Türkiye’de bir ilk: ANKA-3’ten gövde içi mühimmat atışı!

Türk Havacılık ve Uzay Sanayii (TUSAŞ) tarafından geliştirilen insansız hava aracı ANKA-3, ileri teknolojiye sahip yapısını bir defa daha kanıtladı. Geçtiğimiz eylül ayında birinci mühimmat atış testini muvaffakiyetle tamamlayan insansız hava aracı bugün gövde içi mühimmat istasyonlarından yaptığı atışla dikkatleri üzerine çekti. Atış sırasında yerli ve ulusal üretim mühimmat Tolun kullanıldı ve gaye tam isabetle vuruldu.
ANKA-3 gövde içi mühimmat atış testini muvaffakiyetle geçti
ANKA-3 test kapsamında 20 bin feet irtifada ve 180 knot süratle ilerleyerek gövde içi mühimmat istasyonundan birinci atışını gerçekleştirdi. Bu testin muvaffakiyetle tamamlanması insansız hava araçları ortasında radar görünürlüğünü en düşük düzeye indiren gövde içi mühimmat taşıma yeteneğinin aktifliğini de bir defa daha ortaya koydu.

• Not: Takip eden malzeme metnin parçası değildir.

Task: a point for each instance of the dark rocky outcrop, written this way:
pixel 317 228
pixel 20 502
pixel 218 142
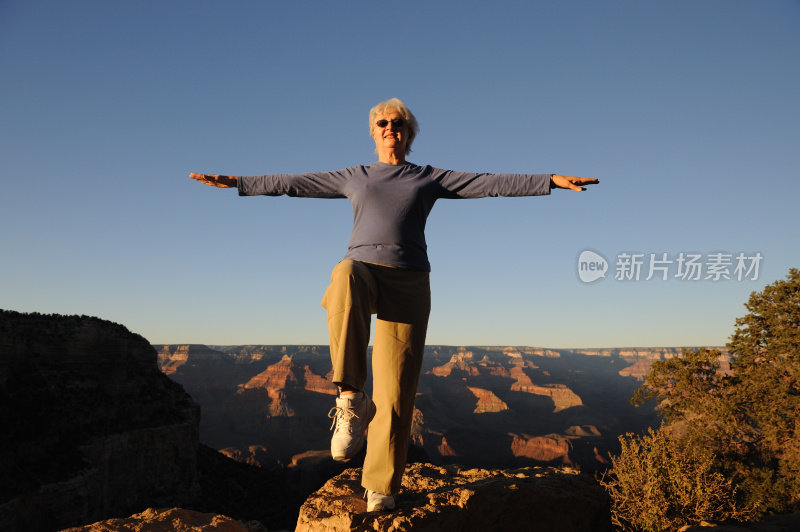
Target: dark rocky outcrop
pixel 435 498
pixel 91 427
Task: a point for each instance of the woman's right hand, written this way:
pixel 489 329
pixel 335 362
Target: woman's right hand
pixel 216 180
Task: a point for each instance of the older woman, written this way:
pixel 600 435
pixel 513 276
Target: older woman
pixel 384 272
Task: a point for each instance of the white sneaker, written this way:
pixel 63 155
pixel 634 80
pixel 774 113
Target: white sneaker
pixel 377 502
pixel 351 416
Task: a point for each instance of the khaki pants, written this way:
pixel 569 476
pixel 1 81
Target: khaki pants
pixel 402 301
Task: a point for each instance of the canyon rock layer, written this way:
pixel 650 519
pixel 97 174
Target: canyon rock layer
pixel 91 427
pixel 481 406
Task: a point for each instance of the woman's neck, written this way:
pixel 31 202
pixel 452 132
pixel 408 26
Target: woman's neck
pixel 392 157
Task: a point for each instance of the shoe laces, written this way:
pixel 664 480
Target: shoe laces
pixel 342 417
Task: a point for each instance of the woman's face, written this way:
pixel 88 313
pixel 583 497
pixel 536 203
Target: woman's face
pixel 392 133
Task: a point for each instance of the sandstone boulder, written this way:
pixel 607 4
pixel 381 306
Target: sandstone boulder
pixel 435 498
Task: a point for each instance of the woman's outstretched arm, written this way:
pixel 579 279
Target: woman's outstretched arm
pixel 216 180
pixel 571 182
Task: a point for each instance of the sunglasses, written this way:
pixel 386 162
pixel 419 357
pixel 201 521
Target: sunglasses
pixel 397 122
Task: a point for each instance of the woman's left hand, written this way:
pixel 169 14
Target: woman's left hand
pixel 571 182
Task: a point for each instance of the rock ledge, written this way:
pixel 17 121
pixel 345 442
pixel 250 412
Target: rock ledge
pixel 436 498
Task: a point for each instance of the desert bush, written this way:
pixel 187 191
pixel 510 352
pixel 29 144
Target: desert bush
pixel 659 482
pixel 736 434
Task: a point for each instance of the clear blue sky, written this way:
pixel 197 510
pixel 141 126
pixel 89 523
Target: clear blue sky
pixel 686 111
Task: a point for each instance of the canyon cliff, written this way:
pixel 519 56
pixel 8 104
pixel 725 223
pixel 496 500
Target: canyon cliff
pixel 91 427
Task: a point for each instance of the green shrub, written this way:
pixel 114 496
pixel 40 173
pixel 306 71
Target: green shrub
pixel 658 482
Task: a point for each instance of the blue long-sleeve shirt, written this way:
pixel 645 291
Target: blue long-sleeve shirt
pixel 391 203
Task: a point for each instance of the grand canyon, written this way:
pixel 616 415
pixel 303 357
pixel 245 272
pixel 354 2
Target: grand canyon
pixel 100 424
pixel 475 405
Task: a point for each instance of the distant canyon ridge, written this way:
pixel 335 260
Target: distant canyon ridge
pixel 485 406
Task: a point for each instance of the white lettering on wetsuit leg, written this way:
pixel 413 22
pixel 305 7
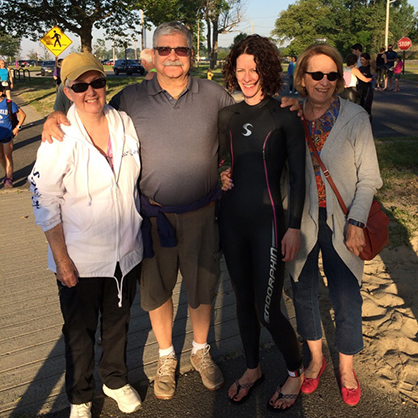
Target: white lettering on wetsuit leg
pixel 270 286
pixel 247 131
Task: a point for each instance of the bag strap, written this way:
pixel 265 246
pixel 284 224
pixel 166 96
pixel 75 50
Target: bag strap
pixel 327 175
pixel 10 109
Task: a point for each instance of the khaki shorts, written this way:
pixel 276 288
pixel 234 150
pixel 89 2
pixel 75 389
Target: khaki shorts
pixel 196 255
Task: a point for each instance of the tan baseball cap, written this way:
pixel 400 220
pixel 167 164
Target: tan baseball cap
pixel 78 63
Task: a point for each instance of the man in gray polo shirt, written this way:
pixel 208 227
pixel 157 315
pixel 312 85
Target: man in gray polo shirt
pixel 175 116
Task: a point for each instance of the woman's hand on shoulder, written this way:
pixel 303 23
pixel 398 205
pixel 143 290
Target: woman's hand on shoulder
pixel 52 127
pixel 227 183
pixel 354 239
pixel 67 272
pixel 290 244
pixel 293 105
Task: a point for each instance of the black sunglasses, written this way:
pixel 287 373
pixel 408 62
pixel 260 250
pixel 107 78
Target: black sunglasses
pixel 319 75
pixel 181 51
pixel 99 83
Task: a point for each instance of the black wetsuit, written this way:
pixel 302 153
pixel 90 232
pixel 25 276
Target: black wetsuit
pixel 259 140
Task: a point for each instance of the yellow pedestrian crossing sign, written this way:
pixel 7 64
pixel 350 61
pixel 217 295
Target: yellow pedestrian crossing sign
pixel 56 40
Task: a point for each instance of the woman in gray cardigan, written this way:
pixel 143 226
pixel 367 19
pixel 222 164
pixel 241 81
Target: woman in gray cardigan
pixel 342 134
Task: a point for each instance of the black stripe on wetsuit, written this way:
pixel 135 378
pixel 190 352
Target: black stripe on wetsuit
pixel 259 140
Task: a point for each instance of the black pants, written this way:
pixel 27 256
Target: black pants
pixel 80 307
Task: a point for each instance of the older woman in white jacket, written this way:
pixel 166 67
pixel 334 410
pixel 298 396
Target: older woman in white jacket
pixel 86 200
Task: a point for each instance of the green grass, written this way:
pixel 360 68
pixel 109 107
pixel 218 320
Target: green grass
pixel 398 161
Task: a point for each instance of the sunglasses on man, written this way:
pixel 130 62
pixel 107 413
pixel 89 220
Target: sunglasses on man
pixel 180 51
pixel 319 75
pixel 99 83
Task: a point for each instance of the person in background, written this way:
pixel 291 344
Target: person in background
pixel 380 69
pixel 7 133
pixel 365 89
pixel 342 135
pixel 6 79
pixel 390 62
pixel 397 72
pixel 290 73
pixel 86 200
pixel 351 77
pixel 357 50
pixel 147 62
pixel 260 138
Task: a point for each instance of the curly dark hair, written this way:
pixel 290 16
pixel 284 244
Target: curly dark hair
pixel 268 61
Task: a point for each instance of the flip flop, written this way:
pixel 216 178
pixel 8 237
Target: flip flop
pixel 281 395
pixel 249 386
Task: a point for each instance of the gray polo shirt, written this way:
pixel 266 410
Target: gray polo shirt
pixel 179 138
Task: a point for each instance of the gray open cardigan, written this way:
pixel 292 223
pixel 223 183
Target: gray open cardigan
pixel 349 154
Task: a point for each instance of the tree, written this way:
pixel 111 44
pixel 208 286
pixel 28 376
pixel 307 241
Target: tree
pixel 342 23
pixel 241 36
pixel 22 17
pixel 9 47
pixel 100 49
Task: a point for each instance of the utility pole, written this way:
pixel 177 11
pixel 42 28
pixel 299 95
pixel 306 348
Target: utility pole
pixel 387 23
pixel 142 31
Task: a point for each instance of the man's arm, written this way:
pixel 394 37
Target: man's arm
pixel 52 127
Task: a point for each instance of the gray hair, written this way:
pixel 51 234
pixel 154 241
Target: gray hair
pixel 146 55
pixel 170 28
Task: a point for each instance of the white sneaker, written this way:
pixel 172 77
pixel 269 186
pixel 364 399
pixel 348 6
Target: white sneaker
pixel 80 411
pixel 126 397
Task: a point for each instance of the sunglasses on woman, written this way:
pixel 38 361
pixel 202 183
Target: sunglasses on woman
pixel 181 51
pixel 319 75
pixel 99 83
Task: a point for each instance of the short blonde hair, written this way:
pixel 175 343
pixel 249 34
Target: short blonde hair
pixel 302 65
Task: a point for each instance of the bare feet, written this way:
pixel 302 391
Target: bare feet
pixel 346 371
pixel 286 396
pixel 237 392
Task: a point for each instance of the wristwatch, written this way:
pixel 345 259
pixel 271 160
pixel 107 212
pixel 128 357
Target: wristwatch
pixel 356 223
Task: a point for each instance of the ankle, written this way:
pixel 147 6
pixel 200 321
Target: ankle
pixel 166 351
pixel 197 346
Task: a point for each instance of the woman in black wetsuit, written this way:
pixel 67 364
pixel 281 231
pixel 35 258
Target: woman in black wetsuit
pixel 260 138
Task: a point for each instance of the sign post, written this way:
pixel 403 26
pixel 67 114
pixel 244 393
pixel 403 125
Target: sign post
pixel 404 44
pixel 56 41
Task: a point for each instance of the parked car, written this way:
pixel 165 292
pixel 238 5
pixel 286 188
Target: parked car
pixel 47 68
pixel 128 66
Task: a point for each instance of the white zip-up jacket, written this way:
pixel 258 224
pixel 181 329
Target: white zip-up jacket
pixel 73 183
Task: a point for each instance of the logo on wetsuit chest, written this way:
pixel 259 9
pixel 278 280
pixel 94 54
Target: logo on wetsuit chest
pixel 246 128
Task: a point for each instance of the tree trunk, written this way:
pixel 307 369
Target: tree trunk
pixel 209 38
pixel 214 51
pixel 86 37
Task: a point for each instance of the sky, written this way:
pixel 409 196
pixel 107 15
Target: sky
pixel 260 13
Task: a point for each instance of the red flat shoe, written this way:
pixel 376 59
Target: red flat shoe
pixel 309 385
pixel 351 396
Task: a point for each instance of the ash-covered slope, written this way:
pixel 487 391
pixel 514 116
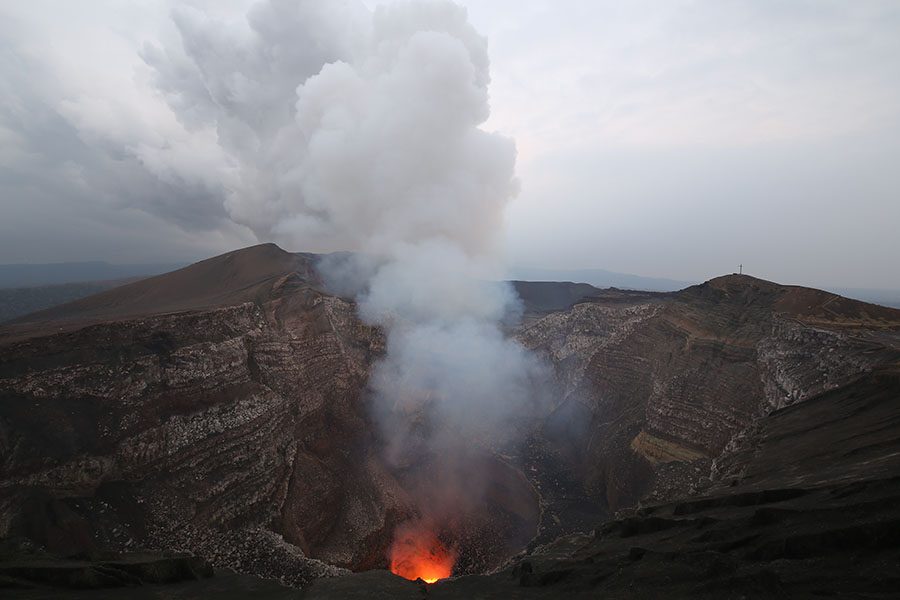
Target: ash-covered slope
pixel 812 511
pixel 220 409
pixel 215 409
pixel 654 387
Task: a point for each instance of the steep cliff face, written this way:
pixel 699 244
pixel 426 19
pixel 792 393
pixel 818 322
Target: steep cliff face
pixel 221 410
pixel 231 426
pixel 668 381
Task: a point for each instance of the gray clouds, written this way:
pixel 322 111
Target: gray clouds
pixel 647 132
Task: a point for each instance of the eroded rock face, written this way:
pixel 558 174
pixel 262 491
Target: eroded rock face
pixel 670 381
pixel 236 432
pixel 220 410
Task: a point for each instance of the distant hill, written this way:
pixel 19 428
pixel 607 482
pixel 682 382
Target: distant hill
pixel 15 302
pixel 28 275
pixel 599 278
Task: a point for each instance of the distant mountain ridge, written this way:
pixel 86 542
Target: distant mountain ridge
pixel 30 275
pixel 600 278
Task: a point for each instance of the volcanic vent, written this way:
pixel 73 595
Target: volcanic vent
pixel 474 511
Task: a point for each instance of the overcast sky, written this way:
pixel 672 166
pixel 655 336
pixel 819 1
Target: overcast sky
pixel 662 138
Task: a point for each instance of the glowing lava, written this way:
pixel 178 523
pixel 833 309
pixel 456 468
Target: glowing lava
pixel 417 553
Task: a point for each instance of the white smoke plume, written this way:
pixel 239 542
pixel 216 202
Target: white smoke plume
pixel 329 127
pixel 351 130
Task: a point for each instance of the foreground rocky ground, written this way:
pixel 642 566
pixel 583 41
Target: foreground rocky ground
pixel 220 410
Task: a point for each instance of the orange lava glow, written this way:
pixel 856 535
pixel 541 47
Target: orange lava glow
pixel 417 553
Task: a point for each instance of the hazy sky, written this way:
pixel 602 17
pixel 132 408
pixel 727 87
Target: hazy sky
pixel 661 138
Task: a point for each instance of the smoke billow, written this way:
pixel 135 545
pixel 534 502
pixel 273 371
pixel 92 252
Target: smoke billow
pixel 327 127
pixel 351 130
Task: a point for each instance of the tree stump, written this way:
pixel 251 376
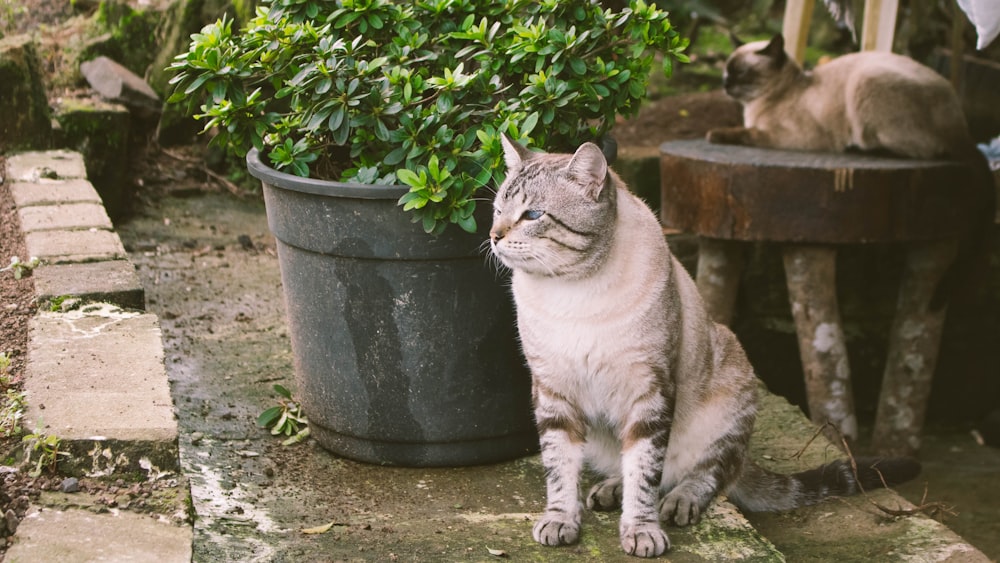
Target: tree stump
pixel 812 202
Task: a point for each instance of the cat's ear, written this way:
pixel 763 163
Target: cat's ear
pixel 513 152
pixel 775 50
pixel 589 167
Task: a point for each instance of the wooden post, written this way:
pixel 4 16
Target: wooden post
pixel 879 25
pixel 795 27
pixel 811 274
pixel 720 264
pixel 913 351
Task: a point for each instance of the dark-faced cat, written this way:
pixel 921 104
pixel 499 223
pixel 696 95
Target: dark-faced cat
pixel 629 374
pixel 872 102
pixel 869 101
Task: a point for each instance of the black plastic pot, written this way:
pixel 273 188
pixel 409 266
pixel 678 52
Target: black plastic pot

Çünkü gövde içi mühimmat istasyonları düşman radarlarına yakalanma mümkünlüğünü minimuma indiriyor.
ANKA III’ten bir ilk! 💪🏻
ANKA III gövde içerisinden mühimmat atışını başarıyla gerçekleştirdi.
@aselsan’ın yerli ve millî üretimi TOLUN mühimmatı ile 20 bin feet irtifada 180 knot hızla atış gerçekleştirildi.Gövde içerisinden yapılan atışla ANKA III operasyonel kabiliyetini… pic.twitter.com/7WnAXHKhj8
— Türk Havacılık Uzay Sanayii (@TUSAS_TR) January 13, 2025
Delta kanat yapısına sahip olan ANKA-3 düşük radar görünürlüğü ile dikkat çekerken 7.000 kilogram azamî kalkış tartısı ve 1.200 kilogramın üzerinde yararlı yük kapasitesiyle operasyonel esnekliğini artırıyor.
İleri teknolojilere sahip bu hava aracı keşif, gözetleme ve taarruz vazifelerinde aktif bir formda kullanılmak üzere tasarlandı. Ayrıyeten 40 bin feet irtifada misyon yapabilen ve 0.7 Mach suratına ulaşabilen ANKA-3, uzun periyodik operasyon kabiliyetiyle de öne çıkıyor.

ANKA-3’ün muvaffakiyetle gerçekleştirdiği testler dünya çapında SİHA pazarının yüzde 70’e yakınını elinde tutan Türkiye’nin insansız hava araçları (İHA) ve silahlı insansız hava araçları (SİHA) alanındaki liderliğini pekiştiriyor. Yerli ve ulusal savunma sanayii şirketleri tarafından geliştirilen bu teknolojiler, memleketler arası arenada hem operasyonel muvaffakiyetleri hem de ihracat potansiyelleriyle dikkat çekiyor.